Back in Europe, things are looking equally gloomy. In November, a Russian prankster released a recording of a phone call with Italian Prime Minister Giorgia Meloni in which he posed as an African Union official.

'I see there is a lot of fatigue,' the credulous Meloni told him. 'I have to say the truth, from all the sides. We (are) nearing the moment in which everyone understands that we need a way out.'

It was a depressing summation of a lot of what I am hearing from various officials and diplomats of my acquaintance.

The weariness is real. And it is contagious. But it is an egregious error. Ukraine's fight is our fight. The future of the West is being fought out on its battlefields.

It was Boris Johnson who understood from the beginning the threat Putin poses to us all — and he was right. If Putin is not stopped in Ukraine, he will continue to Georgia and Moldova, and then possibly the Nato states on our eastern flank.

His allies, China and Iran, will become emboldened. These are rogue states with little in common except a near-pathological desire to attack and to challenge the West wherever they can. If we don't confront the threat now, we will have to face a far greater — and more costly — one later.

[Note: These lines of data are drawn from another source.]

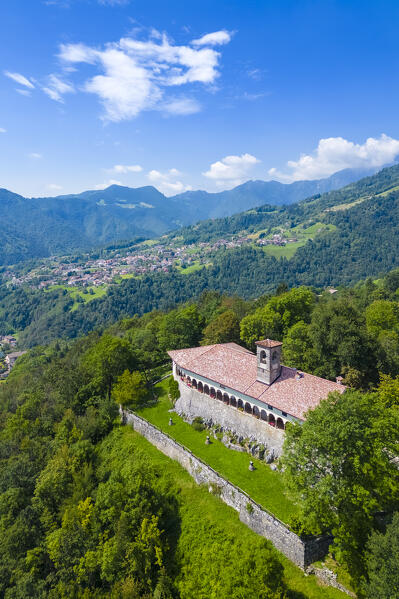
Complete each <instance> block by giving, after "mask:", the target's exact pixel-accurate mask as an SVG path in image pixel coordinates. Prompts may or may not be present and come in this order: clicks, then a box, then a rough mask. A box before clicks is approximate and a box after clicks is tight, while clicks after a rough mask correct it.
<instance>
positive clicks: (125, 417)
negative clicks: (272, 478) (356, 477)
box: [121, 410, 331, 568]
mask: <svg viewBox="0 0 399 599" xmlns="http://www.w3.org/2000/svg"><path fill="white" fill-rule="evenodd" d="M121 417H122V421H123V422H124V423H125V424H130V425H131V426H133V428H134V429H135V430H136V431H137V432H138V433H140V434H141V435H142V436H143V437H145V438H146V439H147V440H148V441H149V442H150V443H151V444H152V445H154V446H155V447H156V448H157V449H159V451H161V452H162V453H164V454H165V455H166V456H168V457H169V458H172V459H173V460H176V461H177V462H179V464H180V465H181V466H182V467H183V468H184V469H185V470H187V472H188V473H189V474H190V476H192V477H193V478H194V480H195V482H196V483H198V484H201V485H202V484H203V485H207V487H208V488H209V491H211V492H213V493H216V494H218V495H219V496H220V498H221V499H222V501H224V502H225V503H226V504H227V505H229V506H230V507H232V508H233V509H235V510H236V511H237V512H238V513H239V515H240V520H241V521H242V522H244V523H245V524H246V525H247V526H248V527H249V528H250V529H251V530H253V531H255V532H256V533H258V534H259V535H261V536H263V537H265V538H266V539H269V540H270V541H271V542H272V543H273V545H274V546H275V547H276V549H278V550H279V551H281V552H282V553H283V554H284V555H285V556H286V557H288V559H290V560H291V561H292V562H293V563H294V564H296V565H297V566H300V567H301V568H306V567H307V566H309V564H311V563H312V562H314V561H317V560H320V559H322V558H323V557H324V556H325V554H326V553H327V550H328V545H329V543H330V542H331V539H329V538H325V537H320V538H309V539H301V538H300V537H298V536H297V535H296V534H295V533H293V532H292V531H291V530H290V529H289V528H288V527H287V526H286V525H285V524H284V523H283V522H281V521H280V520H278V518H276V517H275V516H273V515H272V514H271V513H269V512H267V511H266V510H265V509H264V508H262V507H261V506H260V505H258V504H257V503H256V502H255V501H253V500H252V499H251V498H250V497H249V495H247V494H246V493H245V492H244V491H242V490H241V489H239V488H238V487H236V486H235V485H233V484H232V483H230V482H229V481H228V480H226V479H225V478H223V477H222V476H221V475H220V474H218V473H217V472H216V471H215V470H213V469H212V468H211V467H210V466H208V465H207V464H205V463H204V462H202V461H201V460H200V459H199V458H197V457H196V456H194V455H193V454H192V453H191V452H190V451H189V450H188V449H186V448H185V447H183V445H180V443H178V442H177V441H175V440H174V439H172V438H171V437H169V435H167V434H166V433H163V432H162V431H161V430H160V429H158V428H157V427H155V426H153V425H152V424H150V423H149V422H148V421H147V420H144V419H143V418H141V417H139V416H137V415H136V414H133V413H132V412H130V411H128V410H121Z"/></svg>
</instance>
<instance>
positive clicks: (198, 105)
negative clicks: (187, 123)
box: [160, 98, 201, 115]
mask: <svg viewBox="0 0 399 599" xmlns="http://www.w3.org/2000/svg"><path fill="white" fill-rule="evenodd" d="M160 109H161V110H163V111H164V112H166V113H167V114H183V115H184V114H195V113H196V112H200V110H201V105H200V104H199V102H197V101H196V100H193V99H192V98H173V99H171V100H168V101H167V102H165V103H164V104H162V105H161V106H160Z"/></svg>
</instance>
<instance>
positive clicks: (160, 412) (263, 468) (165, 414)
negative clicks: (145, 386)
mask: <svg viewBox="0 0 399 599" xmlns="http://www.w3.org/2000/svg"><path fill="white" fill-rule="evenodd" d="M168 382H169V379H165V380H164V381H162V382H161V383H159V384H158V385H156V387H155V389H156V390H157V394H158V396H159V401H158V403H157V404H156V405H155V406H154V407H148V408H144V409H142V410H140V411H139V412H138V413H139V414H140V415H141V416H143V418H146V419H147V420H148V421H149V422H152V423H153V424H155V425H156V426H158V428H160V429H161V430H163V431H165V432H167V433H168V434H169V435H170V436H171V437H173V438H174V439H176V441H179V443H182V445H185V446H186V447H187V448H188V449H190V450H191V451H192V452H193V454H194V455H196V456H198V457H199V458H200V459H201V460H203V461H204V462H206V463H207V464H209V465H210V466H211V467H212V468H214V469H215V470H216V471H217V472H219V473H220V474H221V475H222V476H224V477H225V478H227V479H228V480H229V481H231V482H232V483H233V484H235V485H237V486H238V487H240V488H241V489H242V490H243V491H245V492H246V493H248V495H250V496H251V497H252V499H254V500H255V501H256V502H257V503H259V504H260V505H262V506H263V507H264V508H266V509H267V510H269V511H270V512H272V513H273V514H274V515H275V516H277V518H279V519H280V520H282V521H283V522H286V523H288V522H289V520H290V517H291V516H292V515H293V514H295V513H297V511H298V510H297V507H296V505H295V504H293V503H292V501H291V500H290V499H289V498H288V496H287V494H286V492H285V487H284V483H283V479H282V476H281V474H280V473H278V472H273V471H272V470H271V469H270V467H269V466H268V465H267V464H265V463H264V462H261V461H260V460H257V459H256V458H252V460H253V462H254V464H255V468H256V469H255V471H254V472H250V471H249V469H248V466H249V461H250V459H251V458H250V456H249V454H247V453H240V452H237V451H234V450H231V449H227V447H225V445H223V443H222V442H221V441H218V440H216V439H213V440H212V443H211V445H205V439H206V436H207V434H208V432H207V431H206V430H205V431H202V432H198V431H195V430H194V429H193V427H192V426H191V425H190V424H187V423H186V422H184V420H183V419H182V418H180V417H179V416H178V415H177V414H175V413H173V414H172V420H173V422H174V425H173V426H169V424H168V423H169V418H170V416H171V414H170V413H169V411H168V410H169V409H170V408H171V403H170V401H169V399H168V397H167V392H166V388H167V385H168Z"/></svg>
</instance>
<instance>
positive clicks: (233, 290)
mask: <svg viewBox="0 0 399 599" xmlns="http://www.w3.org/2000/svg"><path fill="white" fill-rule="evenodd" d="M397 183H399V166H395V167H391V168H388V169H384V170H382V171H381V172H380V173H378V174H377V175H374V176H373V177H368V178H366V179H362V180H361V181H360V182H357V183H353V184H351V185H349V186H347V187H346V188H344V189H343V190H339V191H334V192H330V193H327V194H324V195H322V196H320V197H319V198H313V199H311V200H308V201H305V202H302V203H299V204H296V205H292V206H289V207H286V208H277V209H276V208H273V207H262V208H260V209H256V210H253V211H251V212H249V213H245V214H242V215H236V216H234V217H231V218H229V219H219V220H214V221H207V222H205V223H201V224H199V225H197V226H196V227H192V228H189V229H187V230H185V229H182V231H181V233H182V235H183V237H184V238H185V241H186V242H187V243H189V242H190V239H191V238H193V239H194V237H195V238H197V237H198V239H208V240H209V239H213V238H218V237H220V236H221V235H224V234H226V231H228V232H230V233H232V232H238V231H240V230H242V229H243V228H244V229H245V230H246V231H247V232H248V231H251V230H260V229H261V228H262V227H264V226H265V225H266V224H267V223H268V224H267V226H268V227H269V229H270V228H272V227H273V226H274V225H275V224H276V223H280V224H281V223H282V222H283V223H284V226H285V227H288V228H289V227H294V226H297V225H298V224H300V223H306V225H308V226H309V225H311V224H312V223H314V222H315V219H316V220H317V219H318V220H320V219H322V220H323V222H325V223H328V224H331V225H334V227H335V230H333V231H325V232H324V233H320V234H318V235H317V236H316V237H315V239H314V240H309V241H308V242H307V243H306V245H304V246H303V247H300V248H298V250H297V251H296V253H295V254H294V256H293V257H292V258H291V259H289V260H288V259H286V258H275V257H273V256H270V255H268V254H267V253H265V252H264V250H263V249H261V248H252V247H243V248H237V249H233V250H227V249H225V250H219V251H218V252H216V253H215V255H214V256H213V257H212V264H211V265H210V266H209V267H208V268H206V269H205V268H203V269H202V270H199V271H196V272H192V273H189V274H180V273H178V272H177V271H175V270H172V271H171V272H169V273H154V274H148V275H145V276H143V277H141V278H133V279H129V280H125V281H123V282H122V283H120V284H114V285H111V286H110V288H109V290H108V292H107V294H106V295H105V296H104V297H102V298H99V299H96V300H94V301H92V302H90V303H89V304H87V305H82V306H81V307H80V308H79V310H75V311H71V307H72V304H73V302H72V301H71V299H70V297H68V295H67V293H66V292H65V291H64V292H63V291H62V290H55V291H51V292H49V293H48V292H43V291H37V290H31V289H29V288H27V289H25V288H22V289H21V288H17V289H12V287H11V288H9V287H5V286H4V285H0V334H5V333H8V332H14V331H23V332H22V334H21V343H23V344H24V345H26V346H31V345H34V344H38V343H43V342H45V343H47V342H49V341H51V340H52V339H56V338H59V337H64V338H70V337H72V338H73V337H76V336H78V335H81V334H86V333H88V332H89V331H91V330H92V329H93V328H96V327H99V326H100V327H101V326H105V325H108V324H110V323H112V322H115V321H116V320H118V319H120V318H123V317H125V316H129V315H131V314H138V315H141V314H144V313H146V312H149V311H151V310H156V309H160V310H168V309H171V308H172V307H174V306H176V305H177V304H179V303H182V302H186V301H188V300H192V299H196V298H198V297H199V296H200V294H201V293H202V292H203V291H204V290H206V289H213V290H216V291H219V292H220V293H226V294H229V295H233V294H237V295H239V296H241V297H243V298H245V299H253V298H257V297H260V296H262V295H263V294H264V293H272V292H274V291H275V290H276V288H277V286H278V285H279V283H281V282H282V281H284V282H285V283H286V284H287V285H288V286H289V287H293V286H298V285H311V286H315V287H316V288H319V289H322V288H324V287H326V286H327V285H335V286H336V285H353V284H354V283H356V282H357V281H359V280H360V279H365V278H366V277H368V276H372V277H375V278H376V277H379V276H380V275H381V274H382V273H385V272H388V271H390V270H392V269H393V268H395V267H397V266H398V265H399V259H398V256H399V233H398V225H397V223H398V221H399V190H395V185H396V184H397ZM384 190H385V191H384ZM360 200H361V201H360ZM356 202H358V203H356ZM343 203H346V204H351V207H349V208H346V209H345V210H333V211H329V209H330V208H331V207H332V206H333V207H334V206H335V207H337V206H340V205H341V204H343ZM326 210H327V212H326ZM312 219H313V220H312ZM229 227H230V228H229Z"/></svg>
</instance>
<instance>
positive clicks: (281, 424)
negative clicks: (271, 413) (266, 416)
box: [276, 418, 284, 430]
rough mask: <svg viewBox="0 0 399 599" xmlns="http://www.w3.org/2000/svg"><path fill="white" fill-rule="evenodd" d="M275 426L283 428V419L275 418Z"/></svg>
mask: <svg viewBox="0 0 399 599" xmlns="http://www.w3.org/2000/svg"><path fill="white" fill-rule="evenodd" d="M276 426H277V428H279V429H280V430H284V421H283V419H282V418H277V423H276Z"/></svg>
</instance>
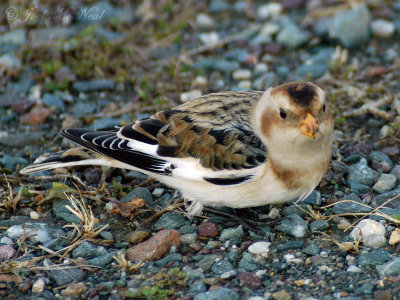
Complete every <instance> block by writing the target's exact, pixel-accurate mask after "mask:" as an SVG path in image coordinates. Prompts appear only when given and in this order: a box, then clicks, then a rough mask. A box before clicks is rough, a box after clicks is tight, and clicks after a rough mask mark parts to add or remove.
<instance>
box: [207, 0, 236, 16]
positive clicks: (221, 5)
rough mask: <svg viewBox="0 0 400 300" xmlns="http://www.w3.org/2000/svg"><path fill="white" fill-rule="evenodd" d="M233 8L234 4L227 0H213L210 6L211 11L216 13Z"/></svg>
mask: <svg viewBox="0 0 400 300" xmlns="http://www.w3.org/2000/svg"><path fill="white" fill-rule="evenodd" d="M231 9H232V6H231V5H230V4H229V3H228V2H226V1H225V0H213V1H211V3H210V6H209V8H208V10H209V12H210V13H214V14H216V13H221V12H226V11H230V10H231Z"/></svg>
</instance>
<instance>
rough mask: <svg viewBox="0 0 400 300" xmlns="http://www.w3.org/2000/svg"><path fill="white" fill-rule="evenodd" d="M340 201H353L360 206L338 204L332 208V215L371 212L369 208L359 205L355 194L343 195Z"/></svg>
mask: <svg viewBox="0 0 400 300" xmlns="http://www.w3.org/2000/svg"><path fill="white" fill-rule="evenodd" d="M340 200H353V201H355V202H359V203H360V204H358V203H354V202H339V203H337V204H335V205H334V206H333V209H332V212H333V213H334V214H338V215H339V214H351V213H367V212H369V211H371V208H369V207H366V206H363V205H362V204H361V201H360V198H358V196H357V195H355V194H349V195H345V196H343V198H342V199H340Z"/></svg>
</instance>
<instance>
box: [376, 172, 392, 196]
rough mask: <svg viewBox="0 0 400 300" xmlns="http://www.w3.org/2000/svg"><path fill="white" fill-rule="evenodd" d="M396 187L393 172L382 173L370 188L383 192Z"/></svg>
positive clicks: (387, 190) (378, 191)
mask: <svg viewBox="0 0 400 300" xmlns="http://www.w3.org/2000/svg"><path fill="white" fill-rule="evenodd" d="M395 187H396V176H394V175H393V174H382V175H381V176H380V177H379V179H378V181H377V182H376V183H375V185H374V186H373V187H372V189H373V190H374V191H375V192H377V193H379V194H383V193H386V192H389V191H390V190H392V189H394V188H395Z"/></svg>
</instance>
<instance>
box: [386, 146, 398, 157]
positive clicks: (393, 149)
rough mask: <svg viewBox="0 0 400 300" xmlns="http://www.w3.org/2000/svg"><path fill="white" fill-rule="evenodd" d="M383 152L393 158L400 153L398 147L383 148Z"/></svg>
mask: <svg viewBox="0 0 400 300" xmlns="http://www.w3.org/2000/svg"><path fill="white" fill-rule="evenodd" d="M382 152H383V153H385V154H387V155H389V156H391V157H393V156H396V155H398V154H399V153H400V151H399V148H397V147H396V146H393V147H386V148H383V149H382Z"/></svg>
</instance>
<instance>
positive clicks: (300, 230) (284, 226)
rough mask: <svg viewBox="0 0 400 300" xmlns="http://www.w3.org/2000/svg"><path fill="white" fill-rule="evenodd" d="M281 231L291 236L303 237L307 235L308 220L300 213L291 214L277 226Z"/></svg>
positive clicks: (276, 227)
mask: <svg viewBox="0 0 400 300" xmlns="http://www.w3.org/2000/svg"><path fill="white" fill-rule="evenodd" d="M276 228H277V229H278V230H279V231H281V232H283V233H286V234H289V235H291V236H294V237H297V238H302V237H305V236H306V234H307V231H308V226H307V223H306V221H304V220H303V219H302V218H301V217H300V216H299V215H290V216H288V217H287V218H286V219H284V220H282V222H281V224H279V225H278V226H277V227H276Z"/></svg>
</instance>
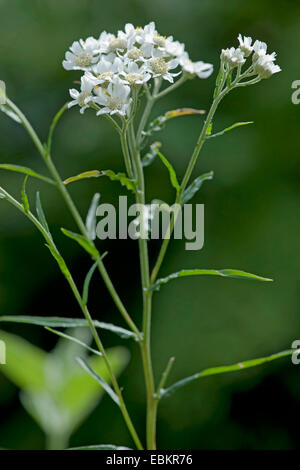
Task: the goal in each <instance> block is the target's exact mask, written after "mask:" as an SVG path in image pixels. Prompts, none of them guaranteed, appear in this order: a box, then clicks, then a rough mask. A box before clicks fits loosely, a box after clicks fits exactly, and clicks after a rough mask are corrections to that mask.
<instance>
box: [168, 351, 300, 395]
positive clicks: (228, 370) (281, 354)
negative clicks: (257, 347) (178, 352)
mask: <svg viewBox="0 0 300 470" xmlns="http://www.w3.org/2000/svg"><path fill="white" fill-rule="evenodd" d="M295 351H296V350H295V349H289V350H286V351H281V352H279V353H276V354H272V355H271V356H267V357H260V358H259V359H251V360H249V361H243V362H238V363H237V364H232V365H230V366H220V367H211V368H209V369H205V370H203V371H202V372H198V373H197V374H194V375H191V376H190V377H186V378H185V379H182V380H179V381H178V382H176V383H175V384H173V385H171V387H169V388H167V389H162V390H161V393H160V397H161V398H163V397H168V396H169V395H171V394H172V393H173V392H175V391H176V390H177V389H178V388H181V387H184V386H185V385H187V384H189V383H190V382H193V381H194V380H198V379H201V378H202V377H207V376H209V375H216V374H225V373H226V372H234V371H238V370H239V371H240V370H243V369H248V368H249V367H256V366H260V365H261V364H264V363H266V362H271V361H275V360H276V359H280V358H282V357H286V356H291V355H292V354H293V353H295ZM299 351H300V350H299Z"/></svg>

Never in recent years has the West been under so much threat.

Never has 'abroad' been so local. Make no mistake, a front line between us and our enemies is emerging across the world — and it runs from Ukraine to the Middle East. Its battlefields are many and varied: from the trenches of the Donbas to the tunnels of Gaza to the streets of Tehran where protesters have repeatedly tried to overthrow their sadistic rulers.

The world is changing. The 21st century is bringing forth a new struggle: between the West and all those who seek to destroy it. They scent blood in Ukraine. They think we will give up and abandon the Ukrainians as they think we did the Iraqis and the Afghans.

We must prove them wrong. We must hold the line. Our futures depend on it.